Some Computing · 19 November 2002

With the goal of improving these tumbling deskbound hours I bought a new mouse yesterday. Its box indicates the mouse is a Special Edition. It has five buttons and a scrolling wheel; all are programmable. Though it was assembled in China, its design and promotion originate in Redmond, Washington. It cost sixty Euros.

It is a shiny piece of shit. Tomorrow I will return it.

In recent years I have grown to resent the mouse: the dock, the drag-and-drop, the graphical user interface. The mouse is of course indispensible for some applications, but for navigating text and file hierarchies it’s like using chopsticks to pull books off of shelves. It is constantly irritating to have to leave the keyboard and move around a device just to get somewhere.

There are workarounds. On the Macintosh, most Finder actions ordinarily requiring a mouse (e.g., launching and moving files or scripts) can be triggered with key commands using third-party applications like Quickeys and Dragthing, but these commands must be created individually, making it too much of a bother most of the time. It should just work.

And now – through a simple utility – it does. Launchbar by Norbert Heger is a small work of genius. Once installed, it runs off a quick index of files, applications, internet bookmarks and email addresses on your computer.

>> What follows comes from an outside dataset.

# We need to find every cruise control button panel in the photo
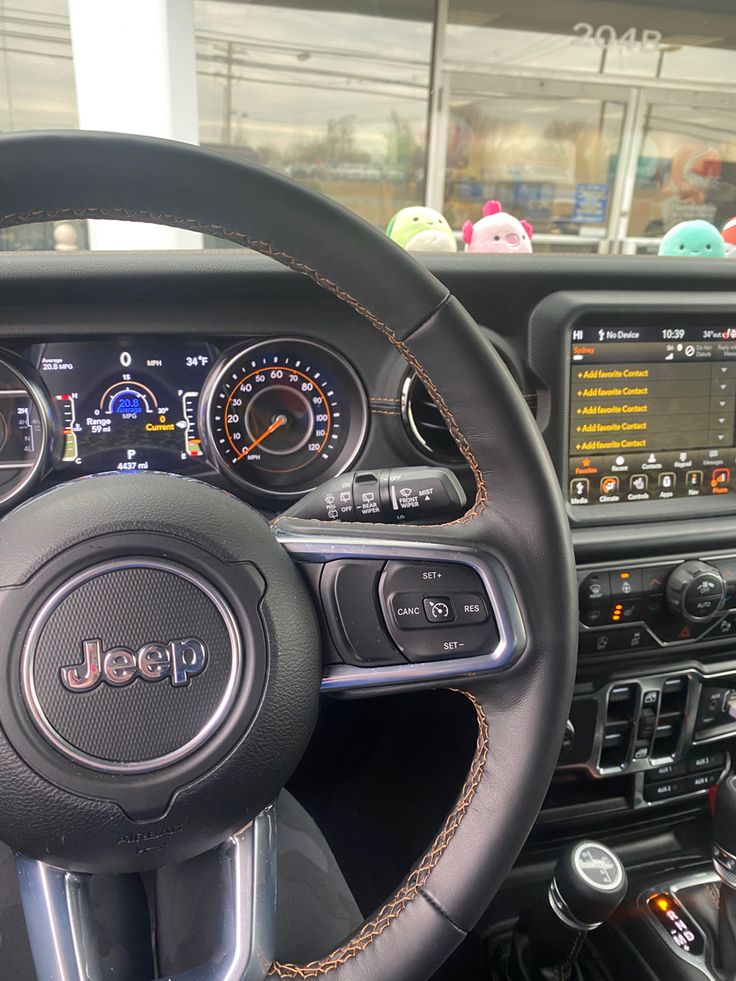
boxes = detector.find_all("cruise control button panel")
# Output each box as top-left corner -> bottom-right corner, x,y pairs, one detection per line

From then on, getting at just about anything you need is just a matter of calling up Launchbar from the keyboard (in the latest version this happens almost instantly) and typing in two or three characters: ‘ps’ for Photoshop, ‘doc’ for your Documents folder, ‘ie’ for a certain web browser designed and marketed in Redmond, Washington, and so on. Automatic keyboard shortcuts for everything. For $20.